Good luck to you too Possum.  I saw one small four point over the opener, but he needs to grow.  Not giving up. It's still early.


----------



## bowbuck

I finally found the first scrapes and rubs of the year in Habersham. I killed a couple does early in bowseason but had not had any luck finding a buck. During that cooler weather over the opening weekend a buck had made several scrapes in an area they traditionally scrape in between thickets. Hopefully this weekend he will show up and I can get a look at him.


----------



## tree cutter 08

Nothing much so far but bear sign. I killed a bear last week in North end of the county. More bear sign than I can remember. Haven't been seeing many deer in the woods or on the roads. Alot of food in the woods right now


----------



## cumberland

With all the white oak acorns in mountains this year, bucks will be moving everywhere Dec. 7th.


----------



## mountainraider68

Finding a few fresh scrapes in this cool snap we had.
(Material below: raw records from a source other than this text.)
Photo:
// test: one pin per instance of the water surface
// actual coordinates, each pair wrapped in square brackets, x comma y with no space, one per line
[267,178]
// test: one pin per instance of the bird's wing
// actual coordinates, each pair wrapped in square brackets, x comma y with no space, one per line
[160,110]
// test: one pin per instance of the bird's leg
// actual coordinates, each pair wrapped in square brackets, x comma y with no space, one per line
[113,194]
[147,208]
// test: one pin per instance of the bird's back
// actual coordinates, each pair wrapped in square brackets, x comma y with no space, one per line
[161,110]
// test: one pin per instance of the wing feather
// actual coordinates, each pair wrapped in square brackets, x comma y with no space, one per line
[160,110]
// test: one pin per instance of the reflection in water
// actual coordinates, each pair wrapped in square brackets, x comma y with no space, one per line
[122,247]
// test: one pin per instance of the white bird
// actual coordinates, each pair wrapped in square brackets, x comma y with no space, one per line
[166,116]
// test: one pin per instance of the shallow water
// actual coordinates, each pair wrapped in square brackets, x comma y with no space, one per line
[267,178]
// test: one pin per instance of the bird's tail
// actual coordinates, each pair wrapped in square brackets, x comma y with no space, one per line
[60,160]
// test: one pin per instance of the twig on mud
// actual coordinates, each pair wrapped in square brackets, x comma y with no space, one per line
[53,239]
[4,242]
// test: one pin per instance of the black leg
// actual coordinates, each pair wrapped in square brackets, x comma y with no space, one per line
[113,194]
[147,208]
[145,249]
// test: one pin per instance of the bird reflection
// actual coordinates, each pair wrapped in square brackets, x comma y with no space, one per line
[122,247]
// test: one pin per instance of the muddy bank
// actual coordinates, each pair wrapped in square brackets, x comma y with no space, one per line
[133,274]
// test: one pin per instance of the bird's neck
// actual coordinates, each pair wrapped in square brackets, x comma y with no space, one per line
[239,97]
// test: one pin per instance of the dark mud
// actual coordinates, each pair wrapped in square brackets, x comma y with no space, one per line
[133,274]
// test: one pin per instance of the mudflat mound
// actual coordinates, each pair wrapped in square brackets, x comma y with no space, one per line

But I still think it will be 2 and half wks or so before we really see bucks up and active searching.


----------



## tree cutter 08

Slow? Been off since 14th and hunted every day, habersham and surrounding counties on nf land. Shot a 6 Monday chasing doe. Ain't seen first decent deer hunting or on the way to the woods before daylight. Not been finding sign like normal either.


----------



## goshenmountainman

Same with me Kyle, not alot of buck sign at all. Two buck sightings while hunting since I got the eight back in bow season. Seen about 9 bears this year and let them walk, to far from the truck. Got a real big one on camera but not during daylight, I hope to see him in the next week.. Maybe!!


----------



## tree cutter 08

Good luck with him. Only thing I can figure is they moving alot at night. Hard to tell how old tracks are since no rain. I wander if the drought has them slowed down some. A lot of branches are dry and places that usually have sign don't this year and guess because of it. I have seen far more bear and sign this year. And like you say, to far to get out.


----------



## cumberland

I have seen some pretty nice 2 year old bucks in mountains last 2 days but mature bucks are still moving at night. Just starting to make good scrapes in White County.


----------



## BrokenPaddle

Found some good scrapes but can't get then to come out during the day.


----------



## mallardsx2

Anyone hearing any turkeys?


----------



## Unicoidawg

Not Habersham per se, but I have heard a couple in neighboring counties in the past few days.


----------



## mallardsx2

Its been very quiet around the house. I was starting to wonder if the population took a hit or whats happened.


----------